Third, he argues that everyone ought to try to achieve a "carbon neutral" lifestyle. How? By doing precisely what he does -- offsetting one's environmental impact through investments in projects and enterprises aimed at reducing energy consumption overall.

So, where is the disjunct between what he says and what he does? Unless you put words in his mouth, there isn't one. You might argue that it would be better for the environment if people like Gore lived in smaller houses and modified their lifestyles instead of shelling out bucks for carbon offsets -- and you might even be right -- but that's a policy disagreement, not proof that he's a hypocrite. Folks who dislike his politics will no doubt call him hypocritical just the same, but judged strictly in terms of whether or not Al Gore practices what he preaches, the case against him is a sham.”

Have you seen the movie “An Inconvenient Truth”?

karen said...

Joe, thanks for your input! You are so open minded.
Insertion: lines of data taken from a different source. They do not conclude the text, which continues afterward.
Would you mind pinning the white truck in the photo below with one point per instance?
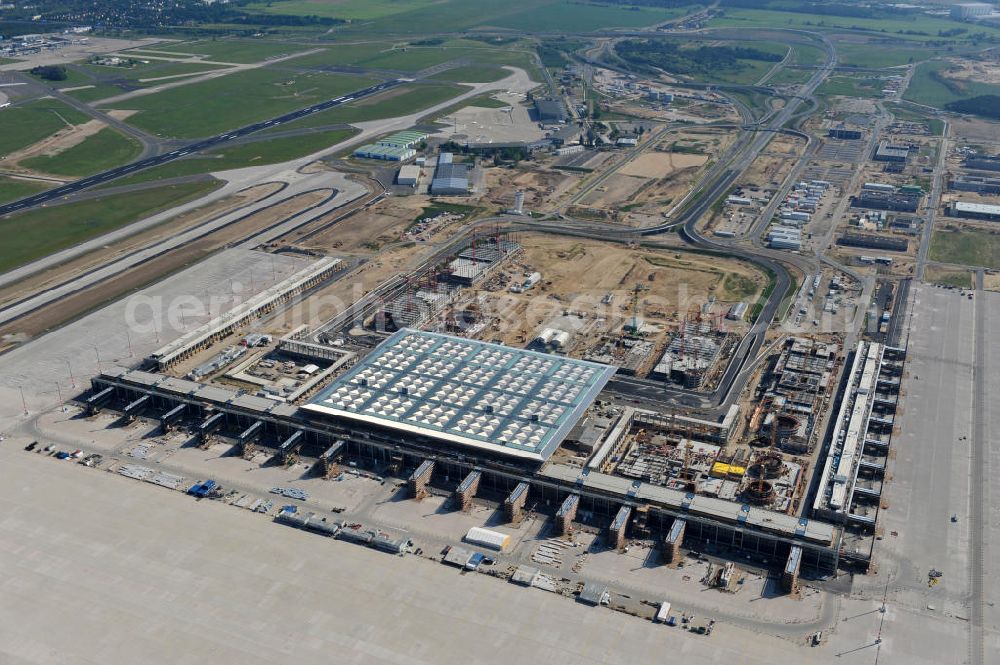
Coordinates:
(663, 613)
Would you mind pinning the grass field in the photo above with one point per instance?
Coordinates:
(225, 50)
(851, 86)
(580, 17)
(809, 56)
(154, 69)
(380, 54)
(916, 28)
(403, 100)
(358, 10)
(878, 56)
(228, 102)
(106, 149)
(789, 76)
(34, 121)
(968, 247)
(42, 231)
(409, 17)
(472, 74)
(258, 153)
(12, 189)
(927, 86)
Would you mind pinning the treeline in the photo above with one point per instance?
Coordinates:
(697, 61)
(149, 15)
(987, 106)
(823, 8)
(663, 4)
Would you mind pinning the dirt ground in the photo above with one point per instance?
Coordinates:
(615, 191)
(326, 303)
(974, 70)
(492, 125)
(541, 187)
(578, 274)
(661, 164)
(772, 166)
(367, 231)
(61, 141)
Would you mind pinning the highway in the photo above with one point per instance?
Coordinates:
(197, 146)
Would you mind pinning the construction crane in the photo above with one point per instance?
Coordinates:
(639, 288)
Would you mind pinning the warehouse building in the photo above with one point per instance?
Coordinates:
(408, 175)
(850, 480)
(881, 200)
(450, 179)
(873, 242)
(842, 133)
(387, 153)
(990, 213)
(975, 183)
(467, 394)
(784, 237)
(970, 10)
(889, 152)
(550, 110)
(397, 147)
(983, 162)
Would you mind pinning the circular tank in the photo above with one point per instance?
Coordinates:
(759, 492)
(766, 466)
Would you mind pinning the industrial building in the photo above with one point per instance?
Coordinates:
(843, 133)
(983, 162)
(379, 429)
(226, 324)
(851, 479)
(984, 211)
(550, 110)
(873, 242)
(408, 175)
(898, 201)
(889, 152)
(465, 393)
(397, 147)
(975, 183)
(791, 395)
(450, 179)
(784, 237)
(971, 10)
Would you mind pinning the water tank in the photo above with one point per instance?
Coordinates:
(545, 336)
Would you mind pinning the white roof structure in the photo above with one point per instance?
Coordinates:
(495, 398)
(494, 540)
(977, 208)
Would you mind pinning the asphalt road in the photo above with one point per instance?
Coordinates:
(203, 144)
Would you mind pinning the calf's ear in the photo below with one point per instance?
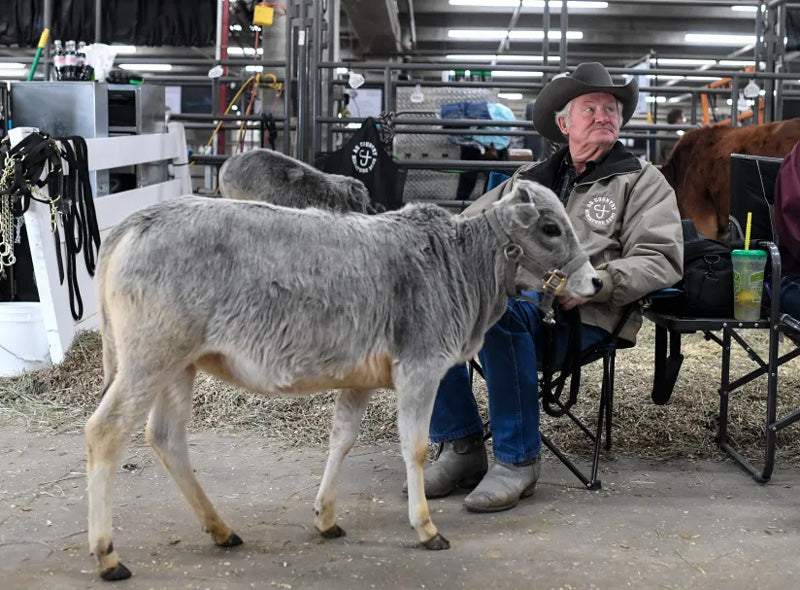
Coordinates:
(525, 215)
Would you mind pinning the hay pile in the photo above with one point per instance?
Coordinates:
(60, 398)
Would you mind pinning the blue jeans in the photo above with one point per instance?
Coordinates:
(790, 295)
(509, 361)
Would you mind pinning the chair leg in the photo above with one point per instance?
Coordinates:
(609, 364)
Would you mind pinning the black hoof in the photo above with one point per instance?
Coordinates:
(333, 533)
(231, 541)
(112, 574)
(437, 543)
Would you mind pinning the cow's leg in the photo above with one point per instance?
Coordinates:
(166, 433)
(415, 397)
(347, 414)
(123, 406)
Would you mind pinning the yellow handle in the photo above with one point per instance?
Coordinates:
(43, 39)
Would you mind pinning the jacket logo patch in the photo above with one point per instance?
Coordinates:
(364, 156)
(601, 211)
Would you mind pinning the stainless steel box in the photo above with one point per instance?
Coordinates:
(62, 109)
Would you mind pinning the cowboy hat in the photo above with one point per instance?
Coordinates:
(587, 78)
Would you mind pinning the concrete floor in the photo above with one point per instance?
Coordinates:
(671, 525)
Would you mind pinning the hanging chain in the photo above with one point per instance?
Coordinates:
(7, 225)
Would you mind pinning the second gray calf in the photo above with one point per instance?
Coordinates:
(269, 176)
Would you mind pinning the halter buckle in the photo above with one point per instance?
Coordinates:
(554, 282)
(512, 252)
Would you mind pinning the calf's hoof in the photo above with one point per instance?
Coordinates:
(232, 541)
(333, 533)
(436, 543)
(118, 572)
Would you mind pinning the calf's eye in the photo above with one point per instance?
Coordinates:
(551, 229)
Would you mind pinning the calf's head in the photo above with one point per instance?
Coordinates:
(543, 240)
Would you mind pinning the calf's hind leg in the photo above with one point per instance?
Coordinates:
(415, 396)
(109, 427)
(166, 433)
(350, 406)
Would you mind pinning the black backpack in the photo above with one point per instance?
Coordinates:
(706, 289)
(365, 158)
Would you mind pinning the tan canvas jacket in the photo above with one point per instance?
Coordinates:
(626, 218)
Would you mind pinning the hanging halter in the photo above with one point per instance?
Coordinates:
(554, 280)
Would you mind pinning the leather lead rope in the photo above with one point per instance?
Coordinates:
(38, 161)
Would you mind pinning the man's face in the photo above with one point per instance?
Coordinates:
(594, 121)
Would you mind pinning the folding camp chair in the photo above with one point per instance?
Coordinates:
(555, 380)
(752, 190)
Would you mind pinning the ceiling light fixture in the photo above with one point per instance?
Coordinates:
(249, 51)
(502, 57)
(146, 67)
(736, 63)
(515, 74)
(500, 34)
(719, 39)
(554, 4)
(685, 61)
(124, 49)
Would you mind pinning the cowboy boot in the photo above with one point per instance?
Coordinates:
(460, 463)
(504, 485)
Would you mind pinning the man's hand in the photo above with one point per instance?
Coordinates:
(568, 301)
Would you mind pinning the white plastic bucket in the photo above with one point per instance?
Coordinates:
(23, 339)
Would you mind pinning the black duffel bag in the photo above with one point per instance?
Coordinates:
(706, 289)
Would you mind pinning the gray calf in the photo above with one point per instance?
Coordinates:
(272, 177)
(287, 301)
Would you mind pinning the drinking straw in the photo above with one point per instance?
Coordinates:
(747, 230)
(39, 49)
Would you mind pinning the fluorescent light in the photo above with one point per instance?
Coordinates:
(514, 74)
(719, 39)
(528, 3)
(502, 57)
(673, 77)
(250, 51)
(685, 61)
(146, 67)
(124, 49)
(499, 34)
(528, 35)
(736, 63)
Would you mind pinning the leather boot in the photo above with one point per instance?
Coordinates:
(460, 463)
(503, 487)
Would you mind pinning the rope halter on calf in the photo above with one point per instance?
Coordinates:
(553, 282)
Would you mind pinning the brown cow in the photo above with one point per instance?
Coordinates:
(699, 167)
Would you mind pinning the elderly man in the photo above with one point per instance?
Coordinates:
(626, 217)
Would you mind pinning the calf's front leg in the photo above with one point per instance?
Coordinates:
(347, 414)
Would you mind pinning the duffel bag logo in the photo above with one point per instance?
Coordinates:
(364, 156)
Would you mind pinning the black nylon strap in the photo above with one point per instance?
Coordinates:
(37, 161)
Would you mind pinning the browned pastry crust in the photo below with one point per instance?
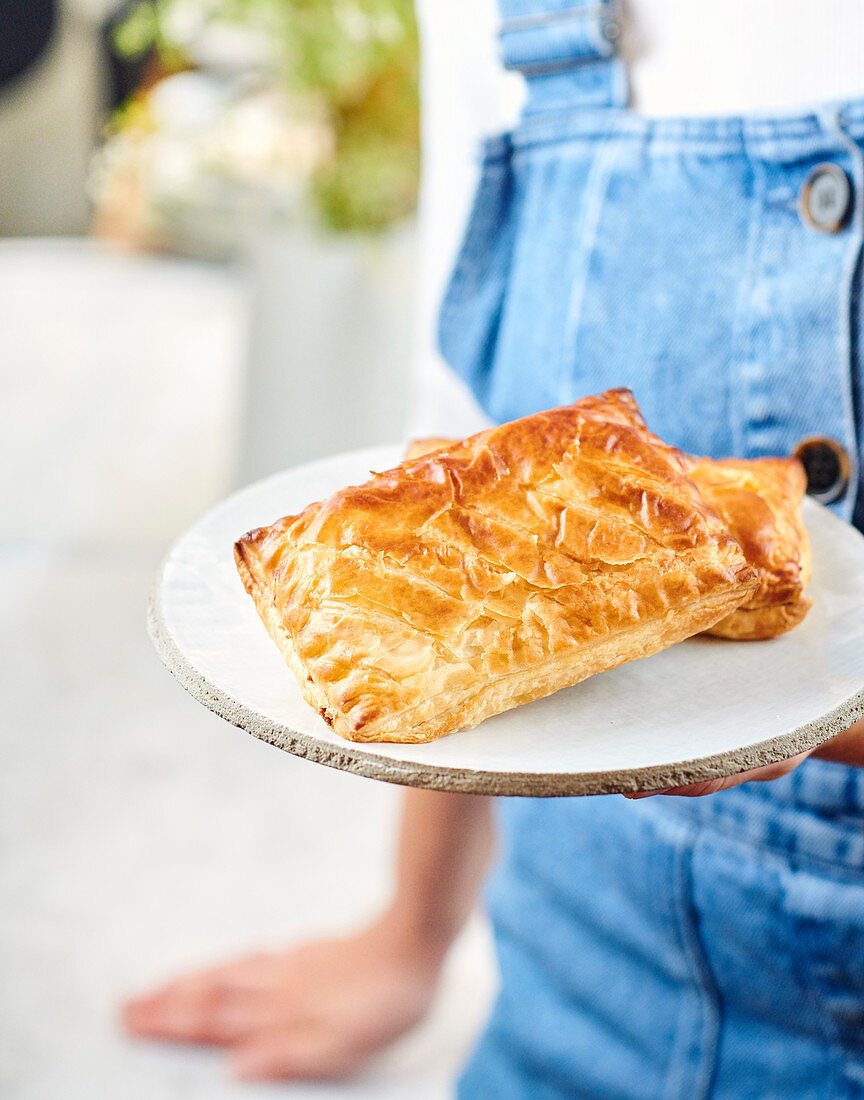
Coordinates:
(759, 501)
(492, 572)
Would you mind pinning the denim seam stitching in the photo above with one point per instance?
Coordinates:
(739, 386)
(702, 982)
(800, 856)
(595, 194)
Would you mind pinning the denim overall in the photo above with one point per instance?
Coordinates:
(669, 947)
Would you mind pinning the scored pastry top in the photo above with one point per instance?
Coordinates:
(398, 601)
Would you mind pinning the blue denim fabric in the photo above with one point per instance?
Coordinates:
(671, 947)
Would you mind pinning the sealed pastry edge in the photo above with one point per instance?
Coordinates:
(681, 623)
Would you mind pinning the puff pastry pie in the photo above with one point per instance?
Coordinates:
(492, 572)
(759, 502)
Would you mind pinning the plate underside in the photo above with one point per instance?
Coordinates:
(702, 708)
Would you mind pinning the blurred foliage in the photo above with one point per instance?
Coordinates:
(356, 62)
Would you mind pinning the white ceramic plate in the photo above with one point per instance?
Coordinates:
(702, 708)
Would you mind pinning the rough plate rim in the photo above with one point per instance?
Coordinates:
(350, 758)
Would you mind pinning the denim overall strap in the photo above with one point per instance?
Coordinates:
(566, 50)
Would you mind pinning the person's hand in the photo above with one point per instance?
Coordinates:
(319, 1011)
(845, 748)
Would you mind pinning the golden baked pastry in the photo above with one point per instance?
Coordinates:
(471, 580)
(759, 501)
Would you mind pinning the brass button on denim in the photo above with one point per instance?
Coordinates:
(827, 466)
(826, 198)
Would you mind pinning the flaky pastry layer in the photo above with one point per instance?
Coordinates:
(759, 502)
(494, 571)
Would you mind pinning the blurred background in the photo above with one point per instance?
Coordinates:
(208, 272)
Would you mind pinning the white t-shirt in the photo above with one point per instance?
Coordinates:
(685, 57)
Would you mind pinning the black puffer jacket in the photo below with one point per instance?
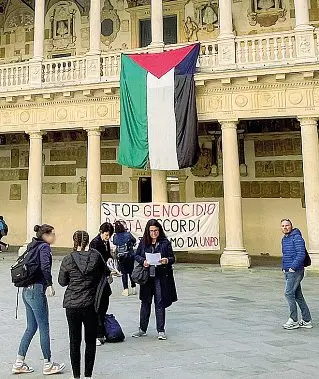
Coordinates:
(81, 272)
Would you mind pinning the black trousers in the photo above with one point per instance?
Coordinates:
(76, 317)
(2, 244)
(101, 316)
(146, 307)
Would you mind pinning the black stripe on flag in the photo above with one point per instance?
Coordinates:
(186, 121)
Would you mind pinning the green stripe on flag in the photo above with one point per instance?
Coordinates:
(133, 148)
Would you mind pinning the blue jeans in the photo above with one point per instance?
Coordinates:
(37, 311)
(294, 295)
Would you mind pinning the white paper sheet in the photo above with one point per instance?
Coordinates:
(153, 259)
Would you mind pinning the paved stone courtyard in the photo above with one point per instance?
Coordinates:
(225, 325)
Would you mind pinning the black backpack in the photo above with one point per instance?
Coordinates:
(122, 252)
(5, 228)
(113, 330)
(27, 268)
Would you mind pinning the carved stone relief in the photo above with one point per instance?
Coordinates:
(62, 19)
(254, 189)
(278, 147)
(266, 12)
(21, 17)
(191, 30)
(110, 25)
(15, 192)
(204, 165)
(284, 168)
(138, 3)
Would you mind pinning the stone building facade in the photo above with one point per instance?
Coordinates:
(257, 97)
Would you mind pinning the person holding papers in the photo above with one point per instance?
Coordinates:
(156, 254)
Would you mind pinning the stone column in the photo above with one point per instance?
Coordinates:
(305, 43)
(159, 186)
(310, 157)
(93, 212)
(36, 62)
(235, 254)
(302, 14)
(34, 200)
(157, 23)
(93, 56)
(226, 39)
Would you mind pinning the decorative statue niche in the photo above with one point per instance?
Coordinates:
(62, 33)
(205, 22)
(110, 24)
(266, 12)
(209, 16)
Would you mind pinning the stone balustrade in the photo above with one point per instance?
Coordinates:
(252, 51)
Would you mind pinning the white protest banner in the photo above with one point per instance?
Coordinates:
(189, 226)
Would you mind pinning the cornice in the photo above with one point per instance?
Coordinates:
(60, 102)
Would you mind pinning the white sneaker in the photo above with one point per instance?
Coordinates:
(99, 342)
(291, 324)
(52, 368)
(139, 334)
(162, 336)
(21, 368)
(305, 324)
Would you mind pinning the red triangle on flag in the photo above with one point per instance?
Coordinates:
(160, 64)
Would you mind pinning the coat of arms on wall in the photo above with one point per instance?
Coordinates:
(208, 16)
(110, 25)
(62, 31)
(266, 12)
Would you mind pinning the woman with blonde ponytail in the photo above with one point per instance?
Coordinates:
(35, 300)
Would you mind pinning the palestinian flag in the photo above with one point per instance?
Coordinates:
(158, 110)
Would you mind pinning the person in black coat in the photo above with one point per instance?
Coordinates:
(161, 284)
(124, 242)
(101, 243)
(81, 272)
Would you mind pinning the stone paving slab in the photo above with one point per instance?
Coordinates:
(225, 325)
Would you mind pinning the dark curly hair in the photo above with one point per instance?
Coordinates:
(43, 229)
(119, 227)
(107, 227)
(80, 239)
(147, 237)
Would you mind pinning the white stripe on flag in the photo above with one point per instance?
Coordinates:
(161, 122)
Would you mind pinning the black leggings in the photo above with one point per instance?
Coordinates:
(76, 317)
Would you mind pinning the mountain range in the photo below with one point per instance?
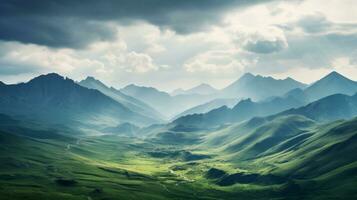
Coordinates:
(56, 99)
(63, 139)
(295, 98)
(128, 101)
(203, 89)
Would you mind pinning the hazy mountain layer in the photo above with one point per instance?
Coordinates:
(55, 99)
(259, 87)
(206, 107)
(128, 101)
(166, 104)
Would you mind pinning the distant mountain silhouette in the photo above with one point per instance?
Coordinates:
(206, 107)
(333, 83)
(243, 110)
(330, 108)
(128, 101)
(203, 89)
(55, 99)
(259, 87)
(163, 102)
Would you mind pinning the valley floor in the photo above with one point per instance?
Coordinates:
(53, 166)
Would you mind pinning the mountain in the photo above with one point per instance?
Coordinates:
(330, 108)
(55, 99)
(203, 89)
(166, 104)
(243, 110)
(333, 83)
(206, 107)
(259, 87)
(128, 101)
(126, 129)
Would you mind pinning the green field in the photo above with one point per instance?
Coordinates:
(288, 157)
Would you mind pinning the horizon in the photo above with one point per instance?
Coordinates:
(172, 90)
(178, 99)
(167, 48)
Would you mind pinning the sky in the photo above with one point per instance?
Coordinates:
(171, 44)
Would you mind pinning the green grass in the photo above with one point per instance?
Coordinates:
(315, 162)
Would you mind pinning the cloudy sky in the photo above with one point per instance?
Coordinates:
(172, 44)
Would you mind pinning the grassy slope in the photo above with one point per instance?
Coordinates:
(316, 161)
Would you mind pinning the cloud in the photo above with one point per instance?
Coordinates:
(214, 62)
(75, 24)
(271, 41)
(101, 57)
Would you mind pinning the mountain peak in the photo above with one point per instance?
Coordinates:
(335, 74)
(90, 78)
(247, 75)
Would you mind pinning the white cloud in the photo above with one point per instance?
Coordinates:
(215, 62)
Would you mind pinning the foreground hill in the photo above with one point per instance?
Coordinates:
(55, 99)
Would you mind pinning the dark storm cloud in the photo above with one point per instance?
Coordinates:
(75, 24)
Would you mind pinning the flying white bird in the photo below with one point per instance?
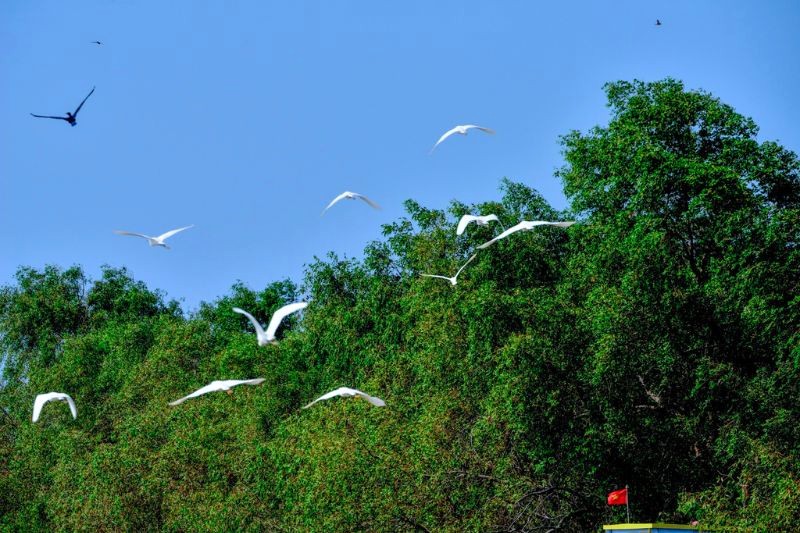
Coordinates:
(266, 337)
(155, 241)
(480, 221)
(453, 279)
(347, 392)
(350, 196)
(461, 130)
(42, 399)
(219, 386)
(524, 225)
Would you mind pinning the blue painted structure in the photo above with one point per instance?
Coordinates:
(657, 528)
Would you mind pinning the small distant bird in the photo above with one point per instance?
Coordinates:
(350, 196)
(215, 386)
(267, 337)
(155, 241)
(480, 221)
(42, 399)
(524, 225)
(347, 392)
(461, 130)
(71, 117)
(454, 278)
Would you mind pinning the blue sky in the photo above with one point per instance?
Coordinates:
(246, 118)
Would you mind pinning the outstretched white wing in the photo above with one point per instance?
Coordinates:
(42, 399)
(348, 392)
(213, 386)
(524, 225)
(259, 330)
(280, 314)
(218, 386)
(342, 196)
(130, 233)
(447, 134)
(437, 276)
(172, 232)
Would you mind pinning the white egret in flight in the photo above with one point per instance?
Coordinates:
(453, 279)
(524, 225)
(42, 399)
(215, 386)
(461, 130)
(267, 337)
(155, 241)
(347, 195)
(347, 392)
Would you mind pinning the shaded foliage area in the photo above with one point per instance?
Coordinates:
(656, 344)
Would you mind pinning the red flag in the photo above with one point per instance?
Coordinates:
(618, 497)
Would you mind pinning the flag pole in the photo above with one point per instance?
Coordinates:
(628, 503)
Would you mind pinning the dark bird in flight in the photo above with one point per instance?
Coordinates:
(70, 116)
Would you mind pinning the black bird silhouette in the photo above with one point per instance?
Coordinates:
(70, 116)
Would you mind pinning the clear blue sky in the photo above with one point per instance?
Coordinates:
(246, 118)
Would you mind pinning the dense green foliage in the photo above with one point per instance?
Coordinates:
(656, 344)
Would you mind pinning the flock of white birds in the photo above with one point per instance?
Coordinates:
(268, 336)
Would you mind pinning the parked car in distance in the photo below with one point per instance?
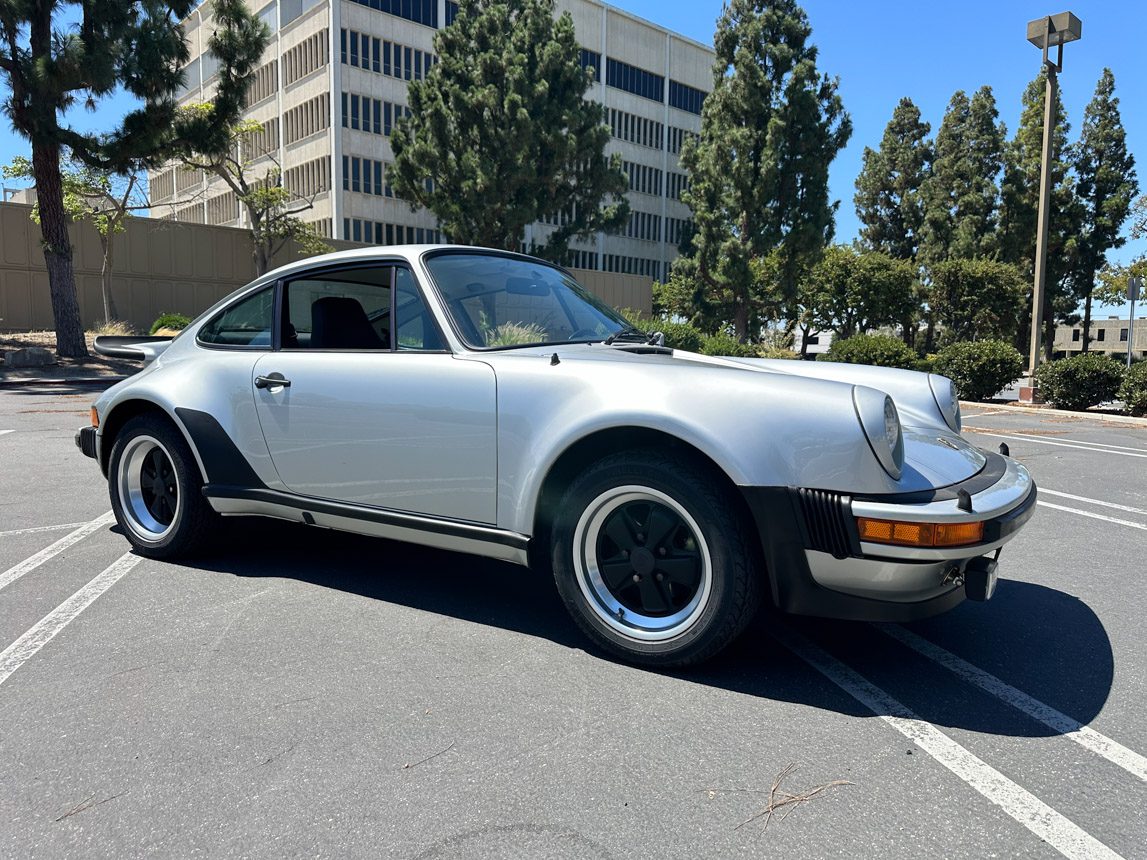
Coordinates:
(483, 401)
I love it.
No, haven't seen the movie...it would probably put me into a tailspin! We already know there's a problem...we have for decades, yet we don't do much about it.
I don't know any answers to these problems. I know I switch off lights and unplug stuff, I recycle just about everything. I'm interested in everyone's ideas!

Dave said...

Over here in the UK I have used low energy light bulbs throughout my home for just about a year - it has made a big difference. And along with not having electrical items on 'standby' - eg: the tv etc - we have reduced our electricity use by over a third - a big financial saving to us and a reduction in energy use. It's crazy to leave stuff on 'standby', especially overnight.
We recycle paper, cardboard, cans, bottles; clothes that we no longer use go to charity shops. We have reduced the emptying of our household rubbish bin [trash] down from once a week to once a month.
Once you get into green habits it's easy.
It would be great to live closer to town and then I could use a bycycle to get around.
Hopefully over the next few years we will be able to do more. Son and daughter in law, with Will, are hopefully going to build next to us and they are planning to have solar roof tiles, a domestic wind turbine and a geo thermal heating system. Our 'granny extension' will also be built along the same lines.
We really do need to become more 'green'.